# Capítulo 482: Diez Mil Flechas Disparadas
Lectura de texto puro en línea, dominio del sitio web, sincronización de lectura móvil, por favor visita.
Xueyue, llegaron personas del Imperio de la Montaña Dragón, los Siete Emisarios del Viento Celestial descendieron sobre Xueyue, pero durante el banquete nocturno de la familia real, Lin Feng los insultó uno por uno, e incluso eliminó a dos de ellos.
Y en la oscuridad de esa noche, dieciocho expertos del Reino de la Bestia Mística Oscura formaron una formación para acorralar y matar a Lin Feng, pero fueron aniquilados por completo.
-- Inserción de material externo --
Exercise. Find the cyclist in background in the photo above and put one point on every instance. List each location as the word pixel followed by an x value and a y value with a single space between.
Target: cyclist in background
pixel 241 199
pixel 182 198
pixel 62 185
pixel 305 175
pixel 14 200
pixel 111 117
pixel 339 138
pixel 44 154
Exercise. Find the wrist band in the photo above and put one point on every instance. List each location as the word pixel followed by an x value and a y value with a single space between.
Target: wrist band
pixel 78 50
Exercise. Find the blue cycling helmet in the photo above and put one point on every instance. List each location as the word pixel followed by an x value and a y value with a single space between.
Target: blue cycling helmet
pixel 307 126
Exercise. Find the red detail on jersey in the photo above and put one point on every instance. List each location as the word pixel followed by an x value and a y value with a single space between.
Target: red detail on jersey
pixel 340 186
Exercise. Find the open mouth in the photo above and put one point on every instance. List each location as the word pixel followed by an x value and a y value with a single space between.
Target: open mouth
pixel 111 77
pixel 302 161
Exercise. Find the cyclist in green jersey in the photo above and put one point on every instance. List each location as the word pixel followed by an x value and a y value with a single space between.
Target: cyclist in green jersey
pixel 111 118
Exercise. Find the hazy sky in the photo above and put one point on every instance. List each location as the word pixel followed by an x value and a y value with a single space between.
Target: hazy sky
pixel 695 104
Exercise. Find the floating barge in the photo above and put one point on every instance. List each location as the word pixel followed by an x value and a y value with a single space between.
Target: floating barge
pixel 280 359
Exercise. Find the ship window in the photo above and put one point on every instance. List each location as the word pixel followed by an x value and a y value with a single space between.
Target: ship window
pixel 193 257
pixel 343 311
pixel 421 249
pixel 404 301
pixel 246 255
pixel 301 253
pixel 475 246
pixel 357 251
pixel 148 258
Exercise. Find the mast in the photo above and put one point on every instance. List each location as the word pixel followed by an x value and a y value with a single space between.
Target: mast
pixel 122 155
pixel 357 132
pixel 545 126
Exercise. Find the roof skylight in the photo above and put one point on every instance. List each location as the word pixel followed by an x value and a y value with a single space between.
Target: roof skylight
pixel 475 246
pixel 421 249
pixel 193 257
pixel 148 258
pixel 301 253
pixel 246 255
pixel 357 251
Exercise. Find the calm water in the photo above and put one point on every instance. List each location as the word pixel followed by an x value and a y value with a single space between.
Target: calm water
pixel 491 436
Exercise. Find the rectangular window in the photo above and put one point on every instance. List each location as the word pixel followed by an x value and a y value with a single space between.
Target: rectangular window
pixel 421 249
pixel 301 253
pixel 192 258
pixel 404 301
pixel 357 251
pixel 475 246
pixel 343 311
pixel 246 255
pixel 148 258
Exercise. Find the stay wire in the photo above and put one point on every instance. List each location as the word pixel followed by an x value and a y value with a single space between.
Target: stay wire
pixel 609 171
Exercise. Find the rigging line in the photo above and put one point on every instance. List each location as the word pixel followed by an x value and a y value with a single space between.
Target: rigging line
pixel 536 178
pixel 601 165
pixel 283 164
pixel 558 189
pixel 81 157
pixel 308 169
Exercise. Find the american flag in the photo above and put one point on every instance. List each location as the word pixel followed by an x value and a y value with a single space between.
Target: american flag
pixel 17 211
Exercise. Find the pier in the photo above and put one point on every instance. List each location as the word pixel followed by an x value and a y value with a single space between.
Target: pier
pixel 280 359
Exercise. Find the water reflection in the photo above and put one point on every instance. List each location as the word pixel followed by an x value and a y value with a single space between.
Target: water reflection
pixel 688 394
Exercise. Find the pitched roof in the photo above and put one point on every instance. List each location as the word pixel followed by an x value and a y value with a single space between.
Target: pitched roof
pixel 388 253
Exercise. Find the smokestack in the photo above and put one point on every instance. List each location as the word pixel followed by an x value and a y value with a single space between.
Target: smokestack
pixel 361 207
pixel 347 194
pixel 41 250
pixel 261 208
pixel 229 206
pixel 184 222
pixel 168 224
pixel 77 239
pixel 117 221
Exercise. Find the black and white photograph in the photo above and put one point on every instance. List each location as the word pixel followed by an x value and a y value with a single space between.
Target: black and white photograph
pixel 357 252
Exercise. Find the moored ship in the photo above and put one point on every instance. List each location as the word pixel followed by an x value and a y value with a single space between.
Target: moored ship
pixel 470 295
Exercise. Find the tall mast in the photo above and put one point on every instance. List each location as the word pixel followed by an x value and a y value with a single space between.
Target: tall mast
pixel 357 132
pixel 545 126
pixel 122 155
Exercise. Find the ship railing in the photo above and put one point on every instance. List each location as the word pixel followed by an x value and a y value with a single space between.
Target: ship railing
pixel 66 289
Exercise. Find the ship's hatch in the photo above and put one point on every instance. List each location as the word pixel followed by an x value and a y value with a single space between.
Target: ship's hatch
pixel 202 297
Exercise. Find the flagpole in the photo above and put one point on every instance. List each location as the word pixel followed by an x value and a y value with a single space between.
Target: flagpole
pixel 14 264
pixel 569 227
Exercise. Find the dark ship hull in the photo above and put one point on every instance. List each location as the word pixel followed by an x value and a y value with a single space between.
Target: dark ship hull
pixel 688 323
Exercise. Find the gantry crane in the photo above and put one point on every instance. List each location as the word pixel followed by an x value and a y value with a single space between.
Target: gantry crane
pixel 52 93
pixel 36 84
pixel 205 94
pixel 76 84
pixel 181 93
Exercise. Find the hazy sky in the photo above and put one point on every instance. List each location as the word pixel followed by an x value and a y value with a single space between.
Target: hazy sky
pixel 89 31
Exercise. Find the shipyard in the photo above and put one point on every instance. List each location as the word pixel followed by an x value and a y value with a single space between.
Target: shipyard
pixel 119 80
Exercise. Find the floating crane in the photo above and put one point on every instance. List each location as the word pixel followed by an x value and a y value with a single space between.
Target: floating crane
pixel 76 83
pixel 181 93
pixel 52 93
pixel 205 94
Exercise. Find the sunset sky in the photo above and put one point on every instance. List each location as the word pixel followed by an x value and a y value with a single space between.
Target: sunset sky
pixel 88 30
Además, sumado al duelo en el río Xiang durante la noche de luna llena, toda la Ciudad Imperial parecía estar agitada por una corriente oculta, invisible, pero todos entendían que esa corriente era muy violenta y podía estallar en cualquier momento.
Fuera de la Ciudad Imperial, a cientos de miles de kilómetros de distancia, también ocurrió un evento impactante que conmocionó toda la región circundante, pero la noticia no llegó tan rápido a la Ciudad Imperial.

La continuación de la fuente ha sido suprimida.